Step 2. Run GraphMRcML

After preparing the above two datasets, we can implement GraphMRcML. As GraphMRcML relies on data perturbation (bootstrap) for statistical inference, we can run the analysis in parallel. real_data/Panalyze.R shows an example to run the analysis with 10 perturbations (num_pert = 10) in each job, then you can submit, e.g. 200 jobs, to obtain a total of 2000 perturbations.

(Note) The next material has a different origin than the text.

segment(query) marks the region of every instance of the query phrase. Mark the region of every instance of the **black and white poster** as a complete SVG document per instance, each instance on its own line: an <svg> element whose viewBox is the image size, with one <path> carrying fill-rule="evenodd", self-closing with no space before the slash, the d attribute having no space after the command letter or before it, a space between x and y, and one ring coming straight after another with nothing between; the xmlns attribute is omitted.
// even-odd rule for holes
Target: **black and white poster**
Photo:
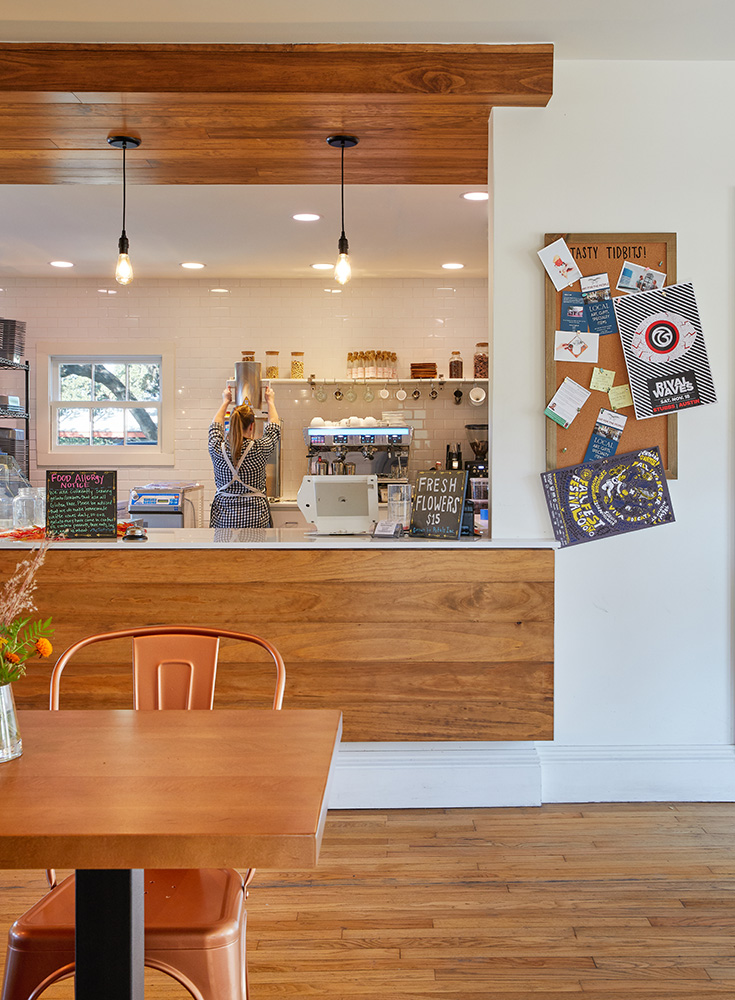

Step 3. Summarize and visualize results

After Step 2, you first need to combine results from all 200 jobs (see real_data/combine_list.R), then you can summarize the result using subset_Graph_d1 and visualize it with plot_graph in R/helper.R. In particular, subset_Graph_d1 returns a list storing the final total-effect graph (obs_graph_mean,obs_graph_sd,obs_graph_pval) and the final direct-effect graph after network deconvolution (dir_graph_mean,dir_graph_sd,dir_graph_pval).

It also stores warn_len which is the number of direct-effect graphs with a spectral value greater than 1 (which violates the key assumption in ND), and conv_len which is the number of failed convergence of the algorithm to ensure the diagonal elements of the resulting direct-effect network are zeros. In general, if the two numbers are large, the resulting direct-effect graph may not be reliable. One strategy is to reduce the number of traits and/or highly correlated traits in the model.

Reference

Lin, Z., Xue, H., & Pan, W. (2023). Combining Mendelian randomization and network deconvolution for inference of causal networks with GWAS summary data. PLoS genetics, 19(5), e1010762.